By Emmanuelle Gril
Your generosity makes it possible for charitable organizations to support the causes they champion, but how do you choose who gets your donations?
In Canada, the number of individual donors has fallen sharply over the past 10 years, from 65 per cent to 53 per cent. Not surprisingly, the average amount of annual donations has also dropped, slipping from $448 to $383, according to the most recent survey by the consulting firm Épisode, in collaboration with Léger. If we exclude those who haven’t donated, however, this figure climbs to $592. The generosity index, meanwhile, remained stable in 2023: for every $100 of gross income, Canadians contributed on average 60 cents in the form of a donation, which is good news, because need is greater than ever.
It’s not always easy, though, to choose among the many charitable organizations working in a wide range of sectors—from health and social services to education, animal welfare, and arts and culture. The following guidelines can help you identify those that best fit with your values and can be expected to use your money wisely.
1. Find the causes that are close to your heart.
The first thing to do is figure out which cause or causes you want to support, the values that are important to you, and the objectives you want to reach by making a donation and then identify the organizations that fit your criteria in the sector of your choice. “Websites are a good source of information,” says Émilie Lamoureux, president-elect of the Quebec chapter of the Association of Fundraising Professionals and assistant director of the Alumni and Development Office of the École de technologie supérieure in Montreal. “Many charities publish their annual reports online, but you can also contact them directly to ask them questions.”
2. Check the mission.
The name of the organization can sometimes cause con- fusion. “For example, the Canadian Cancer Society is dedicated to research, while the Fondation québécoise du cancer (“Quebec Cancer Foundation”) offers people with the disease support and help with daily living,” says Fabien Major, a financial professional and personal-finance columnist. Both are noble causes, but they’re very different, which is why it’s important to check the organization’s mission.
3. Read testimonials.
You also need to check that the values an organization expresses are reflected in its actions. How can you know that? Take a look at the charity’s annual report, which contains a lot of details about the mission and the vision it promotes as well as testimonials from donors or recipi- ents. It’s also a good way to check that the organization has a good reputation.
4. Make sure a charity is legitimate.
Is the charity registered with the Canada Revenue Agency (CRA)? To make sure, you can search for it by name in the CRA’s list of charities and other qualified donees, which it updates daily: it contains 85,400 registered charities. Only those named in this directory are authorized to issue tax receipts, which allows you to get a tax credit for donating. You can find the list at canada.ca.
5. Check for transparency.
Lamoureux stresses that you should pay special attention to transparency. “That the annual report and financial statements are available on an organization’s website is a good sign,” she notes. Ideally, you should also be able to find out who’s on the board of directors. (See #6.)

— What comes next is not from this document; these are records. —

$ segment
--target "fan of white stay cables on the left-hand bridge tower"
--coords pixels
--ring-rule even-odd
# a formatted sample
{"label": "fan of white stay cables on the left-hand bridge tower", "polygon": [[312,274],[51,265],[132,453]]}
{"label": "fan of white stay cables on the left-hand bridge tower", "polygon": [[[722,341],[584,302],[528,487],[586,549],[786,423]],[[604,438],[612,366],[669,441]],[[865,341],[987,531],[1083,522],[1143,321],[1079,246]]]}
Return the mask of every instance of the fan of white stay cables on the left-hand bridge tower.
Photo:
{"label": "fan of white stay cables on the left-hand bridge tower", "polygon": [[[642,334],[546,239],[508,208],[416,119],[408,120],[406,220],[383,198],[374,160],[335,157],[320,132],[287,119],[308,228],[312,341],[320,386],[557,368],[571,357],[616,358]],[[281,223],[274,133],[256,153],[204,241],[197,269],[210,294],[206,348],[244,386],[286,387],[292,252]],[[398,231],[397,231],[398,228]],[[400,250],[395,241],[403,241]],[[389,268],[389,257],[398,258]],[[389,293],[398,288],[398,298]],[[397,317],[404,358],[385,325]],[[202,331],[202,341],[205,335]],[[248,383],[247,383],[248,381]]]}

6. Review its approach to governance.
Governance, or the way an organization is led and managed, must also be on your radar. Make sure that it has put in place accountability and transparency policies, and become familiar with the structure and composition of the board of directors—to properly carry out its mission, the board should be diverse and independent.

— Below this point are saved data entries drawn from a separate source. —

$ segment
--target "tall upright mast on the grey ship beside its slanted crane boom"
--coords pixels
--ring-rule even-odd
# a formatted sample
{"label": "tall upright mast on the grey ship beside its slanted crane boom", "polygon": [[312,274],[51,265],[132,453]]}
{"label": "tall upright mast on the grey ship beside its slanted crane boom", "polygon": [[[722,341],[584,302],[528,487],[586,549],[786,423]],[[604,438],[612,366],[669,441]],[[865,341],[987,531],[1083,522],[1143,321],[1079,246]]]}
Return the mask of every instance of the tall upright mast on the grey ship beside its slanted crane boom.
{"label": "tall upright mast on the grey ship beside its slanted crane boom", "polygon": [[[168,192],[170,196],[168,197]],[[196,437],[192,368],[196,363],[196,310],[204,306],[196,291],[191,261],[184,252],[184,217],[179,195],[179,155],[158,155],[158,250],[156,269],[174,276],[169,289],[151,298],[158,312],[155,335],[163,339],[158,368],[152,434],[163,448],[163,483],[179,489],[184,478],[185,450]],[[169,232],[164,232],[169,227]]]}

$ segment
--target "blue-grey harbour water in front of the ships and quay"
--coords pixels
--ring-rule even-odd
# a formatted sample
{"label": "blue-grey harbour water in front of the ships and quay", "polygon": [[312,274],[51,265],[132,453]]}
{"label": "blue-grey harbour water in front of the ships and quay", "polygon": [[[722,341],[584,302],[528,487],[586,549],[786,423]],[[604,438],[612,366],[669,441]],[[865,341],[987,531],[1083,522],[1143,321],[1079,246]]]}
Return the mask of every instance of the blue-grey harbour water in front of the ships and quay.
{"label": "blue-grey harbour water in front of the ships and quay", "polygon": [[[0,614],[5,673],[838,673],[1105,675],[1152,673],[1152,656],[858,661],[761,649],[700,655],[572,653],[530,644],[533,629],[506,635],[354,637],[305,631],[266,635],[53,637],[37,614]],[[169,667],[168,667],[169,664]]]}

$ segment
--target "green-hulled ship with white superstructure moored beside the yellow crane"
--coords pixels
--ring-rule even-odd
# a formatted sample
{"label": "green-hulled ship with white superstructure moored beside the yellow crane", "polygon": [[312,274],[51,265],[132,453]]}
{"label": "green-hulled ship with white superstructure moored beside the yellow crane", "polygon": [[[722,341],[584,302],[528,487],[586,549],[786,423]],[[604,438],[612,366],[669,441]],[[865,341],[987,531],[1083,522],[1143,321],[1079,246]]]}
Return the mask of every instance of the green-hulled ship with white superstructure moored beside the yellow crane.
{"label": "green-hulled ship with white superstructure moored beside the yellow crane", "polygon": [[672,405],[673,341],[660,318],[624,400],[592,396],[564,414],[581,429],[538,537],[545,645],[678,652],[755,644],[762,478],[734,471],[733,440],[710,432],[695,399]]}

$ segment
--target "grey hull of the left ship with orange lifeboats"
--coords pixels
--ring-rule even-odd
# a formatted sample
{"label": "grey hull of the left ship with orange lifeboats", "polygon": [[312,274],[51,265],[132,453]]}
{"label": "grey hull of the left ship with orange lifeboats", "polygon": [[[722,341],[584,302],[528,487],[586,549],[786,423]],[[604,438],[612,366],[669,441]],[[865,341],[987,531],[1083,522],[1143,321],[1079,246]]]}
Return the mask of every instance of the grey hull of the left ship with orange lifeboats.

7. Study an organization’s impact.
Financial statements contain information on how donations are used, which tells you whether your money has tangible effects. If most of the donations go to administrative expenses, you may want to think twice. To earn an A+ rating from Charity Intelligence Canada, a charity must ensure that at least 90 per cent of the money it raises goes to its programs.
8. Watch for possible scammers.
Unfortunately, scammers are at work in the fundraising field. “If you get an unsolicited and urgent request for a donation, that should be a clue that something is not right,” Lamoureux says. “And be on your guard if the project or the use of funds is vague and lacks detail. Some scammers will also use names that are similar to those of legitimate organizations, which is why you need to stay vigilant.”